Fed Board Governor Daniel Tarullo suggested in a speech on Wednesday that Congress might want to think about new laws to cap the size of banks relative to the size of the U.S. economy. He argued this would tie their growth to the county's own growth and consequent ability to absorb the shock if they got into trouble. Bullard said that the suggestion had merit.
"Scaling by GDP (gross domestic product)... in general terms, would make sense," he said. "Of course, the devil is in the details of exactly how you would do that. But over time, as the economy continues to grow, you would have to think about what constitutes big and what constitutes small."
Big U.S. banks have been sharply critical of parts of the Dodd-Frank financial reform legislation that contains limits on financial sector concentration as too complex. Bullard said he would prefer "multidimensional" measures of what too big meant and then ask firms to stay beneath those thresholds.
EMPLOYMENT PICKING UP
Bullard is not a voting member of the Fed's policy-setting committee this year but will be in 2013.
However, he has spoken out against the additional action taken in September by the U.S. central bank to spur growth, when it announced a third round of quantitative easing and promised to hold rates near zero until mid-2015.
Bullard said he was encouraged by the weekly jobs data, released earlier on Thursday, that showed a surprise 30,000 drop in initial claims for unemployment benefit last week to 339,000.

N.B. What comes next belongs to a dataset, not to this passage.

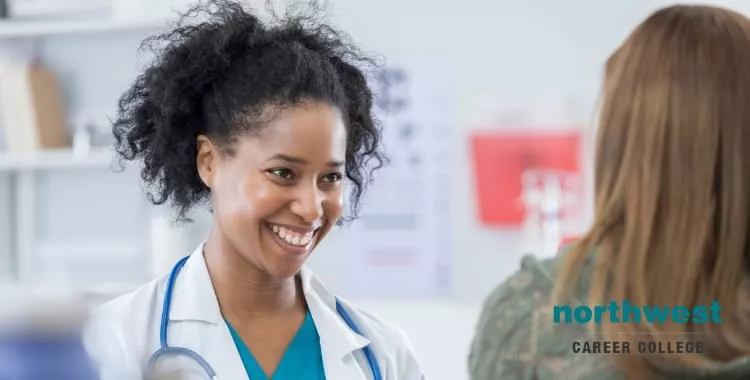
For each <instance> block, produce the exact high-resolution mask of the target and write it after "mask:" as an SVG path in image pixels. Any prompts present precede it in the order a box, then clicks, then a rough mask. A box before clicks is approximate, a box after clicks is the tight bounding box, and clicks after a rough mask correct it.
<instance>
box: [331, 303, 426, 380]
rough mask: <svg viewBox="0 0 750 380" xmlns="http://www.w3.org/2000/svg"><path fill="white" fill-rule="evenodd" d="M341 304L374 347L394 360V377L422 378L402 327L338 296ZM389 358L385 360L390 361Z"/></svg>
mask: <svg viewBox="0 0 750 380" xmlns="http://www.w3.org/2000/svg"><path fill="white" fill-rule="evenodd" d="M339 301H340V302H341V304H342V306H343V307H344V308H346V309H347V311H349V312H350V313H351V314H352V317H353V318H355V319H356V320H357V321H356V323H357V324H358V325H359V326H360V328H363V327H365V328H366V331H363V335H364V336H365V338H367V339H368V340H369V341H370V342H371V343H373V344H374V345H375V347H379V348H380V350H382V351H383V353H384V354H385V356H386V357H388V358H391V360H392V361H393V362H394V366H393V368H391V369H390V370H392V371H394V372H396V376H395V377H394V378H396V379H414V380H424V378H425V375H424V373H423V372H422V368H421V365H420V363H419V360H418V359H417V356H416V354H415V352H414V349H413V347H412V344H411V340H410V339H409V337H408V336H407V334H406V332H405V331H404V329H403V328H402V327H401V326H399V325H398V324H396V323H395V322H394V321H391V320H389V319H387V318H383V317H380V316H377V315H375V314H373V313H371V312H369V311H367V310H365V309H364V308H361V307H358V306H355V305H352V304H351V303H349V302H348V301H346V300H342V299H340V298H339ZM391 360H388V361H387V362H388V363H390V362H391Z"/></svg>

He also said the more closely watched four-week moving average, which smoothes out week-to-week volatility, pointed at continued progress in bringing down the rate of unemployment from current levels of 7.8 percent, which came down last month, but remains high by historic U.S. standards.
"I think we'll continue to tick down over the rest of the year. I think a good benchmark is a tenth of a (percentage) point (reduction) every other month...so long as the economy stays in an expansion."

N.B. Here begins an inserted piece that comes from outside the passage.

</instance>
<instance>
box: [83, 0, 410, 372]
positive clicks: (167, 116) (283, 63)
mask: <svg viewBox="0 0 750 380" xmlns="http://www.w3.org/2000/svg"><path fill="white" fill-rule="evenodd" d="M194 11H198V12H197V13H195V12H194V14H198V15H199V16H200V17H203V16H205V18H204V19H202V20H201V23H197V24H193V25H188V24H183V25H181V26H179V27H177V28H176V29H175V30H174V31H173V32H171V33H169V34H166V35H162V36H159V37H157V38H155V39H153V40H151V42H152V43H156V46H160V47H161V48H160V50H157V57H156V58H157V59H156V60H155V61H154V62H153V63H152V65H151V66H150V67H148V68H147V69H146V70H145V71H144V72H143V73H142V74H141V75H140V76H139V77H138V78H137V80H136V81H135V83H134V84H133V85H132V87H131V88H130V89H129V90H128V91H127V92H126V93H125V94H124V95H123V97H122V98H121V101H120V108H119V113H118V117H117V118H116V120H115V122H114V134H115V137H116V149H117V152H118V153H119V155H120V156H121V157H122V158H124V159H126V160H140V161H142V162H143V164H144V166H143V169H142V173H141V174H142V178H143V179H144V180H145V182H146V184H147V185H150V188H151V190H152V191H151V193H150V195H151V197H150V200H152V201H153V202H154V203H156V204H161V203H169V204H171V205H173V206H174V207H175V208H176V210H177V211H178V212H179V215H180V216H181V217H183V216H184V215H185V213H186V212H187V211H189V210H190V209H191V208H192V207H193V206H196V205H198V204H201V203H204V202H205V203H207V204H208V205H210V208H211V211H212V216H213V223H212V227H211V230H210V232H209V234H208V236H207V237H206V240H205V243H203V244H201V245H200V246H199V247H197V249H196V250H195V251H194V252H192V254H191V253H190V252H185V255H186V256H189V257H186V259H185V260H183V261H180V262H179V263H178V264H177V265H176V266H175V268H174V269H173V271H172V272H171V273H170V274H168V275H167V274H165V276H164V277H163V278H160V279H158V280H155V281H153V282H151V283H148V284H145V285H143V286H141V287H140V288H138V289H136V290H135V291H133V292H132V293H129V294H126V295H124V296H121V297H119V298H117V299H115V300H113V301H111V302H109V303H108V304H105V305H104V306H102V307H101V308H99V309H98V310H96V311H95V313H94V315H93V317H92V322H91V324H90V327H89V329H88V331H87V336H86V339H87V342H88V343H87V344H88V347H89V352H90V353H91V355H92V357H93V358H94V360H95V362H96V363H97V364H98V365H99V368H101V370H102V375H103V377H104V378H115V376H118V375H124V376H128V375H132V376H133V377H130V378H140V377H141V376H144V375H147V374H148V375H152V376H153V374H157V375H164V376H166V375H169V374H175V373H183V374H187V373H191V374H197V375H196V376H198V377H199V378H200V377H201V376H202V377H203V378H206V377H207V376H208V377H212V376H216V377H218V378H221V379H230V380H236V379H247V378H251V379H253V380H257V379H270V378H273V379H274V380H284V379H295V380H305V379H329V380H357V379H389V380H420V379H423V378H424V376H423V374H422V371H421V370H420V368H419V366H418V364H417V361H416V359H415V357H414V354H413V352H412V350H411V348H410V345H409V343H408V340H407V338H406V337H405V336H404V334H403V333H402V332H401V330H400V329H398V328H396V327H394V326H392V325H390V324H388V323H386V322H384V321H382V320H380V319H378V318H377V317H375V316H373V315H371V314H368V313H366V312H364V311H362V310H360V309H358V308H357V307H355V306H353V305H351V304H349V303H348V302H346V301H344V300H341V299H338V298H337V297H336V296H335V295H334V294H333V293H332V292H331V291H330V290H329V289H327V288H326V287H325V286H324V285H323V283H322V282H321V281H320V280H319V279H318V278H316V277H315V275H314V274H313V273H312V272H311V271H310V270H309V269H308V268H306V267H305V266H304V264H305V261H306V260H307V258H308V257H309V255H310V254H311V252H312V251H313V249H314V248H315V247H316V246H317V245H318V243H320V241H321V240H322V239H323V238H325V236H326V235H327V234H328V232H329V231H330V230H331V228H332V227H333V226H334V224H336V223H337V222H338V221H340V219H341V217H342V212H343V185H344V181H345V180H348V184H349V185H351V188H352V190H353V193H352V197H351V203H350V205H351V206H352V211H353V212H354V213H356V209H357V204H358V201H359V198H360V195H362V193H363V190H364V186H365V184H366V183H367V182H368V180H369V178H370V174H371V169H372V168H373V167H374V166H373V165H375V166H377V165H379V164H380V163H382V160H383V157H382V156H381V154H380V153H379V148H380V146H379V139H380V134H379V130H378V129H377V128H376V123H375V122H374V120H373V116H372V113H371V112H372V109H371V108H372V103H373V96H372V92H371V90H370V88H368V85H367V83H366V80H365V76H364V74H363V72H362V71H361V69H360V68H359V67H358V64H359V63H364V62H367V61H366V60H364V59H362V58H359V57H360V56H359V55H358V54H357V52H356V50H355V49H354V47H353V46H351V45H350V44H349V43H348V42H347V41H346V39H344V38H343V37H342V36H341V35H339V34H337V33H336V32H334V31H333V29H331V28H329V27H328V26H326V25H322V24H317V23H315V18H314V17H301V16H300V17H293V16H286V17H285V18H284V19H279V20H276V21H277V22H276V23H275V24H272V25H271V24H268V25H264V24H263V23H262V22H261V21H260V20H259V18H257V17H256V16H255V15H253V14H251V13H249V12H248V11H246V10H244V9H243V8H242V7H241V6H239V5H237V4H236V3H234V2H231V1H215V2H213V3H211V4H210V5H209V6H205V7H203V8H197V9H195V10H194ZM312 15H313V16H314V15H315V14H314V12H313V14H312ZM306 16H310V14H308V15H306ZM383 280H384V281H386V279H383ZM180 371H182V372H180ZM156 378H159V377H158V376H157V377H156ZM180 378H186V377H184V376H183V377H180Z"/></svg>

He expects U.S. growth to stay around 2 percent on an annual basis over the second half of 2012, before picking up to a plus 3 percent pace next year.
But he has pushed out his estimate for when the Fed should begin raising interest rates until mid-2014, from late-2013 under previous forecasts, because the economy had been weaker than he anticipated.
Fed officials next meet on Oct. 23-24 to review policy and Bullard said the picture they would consider remains mixed.
"You've got some sectors, like housing, that seem to be doing somewhat better... but you've got other parts that are little more ominous. Europe seems to be a little deeper in recession than what we've seen earlier this year," he said.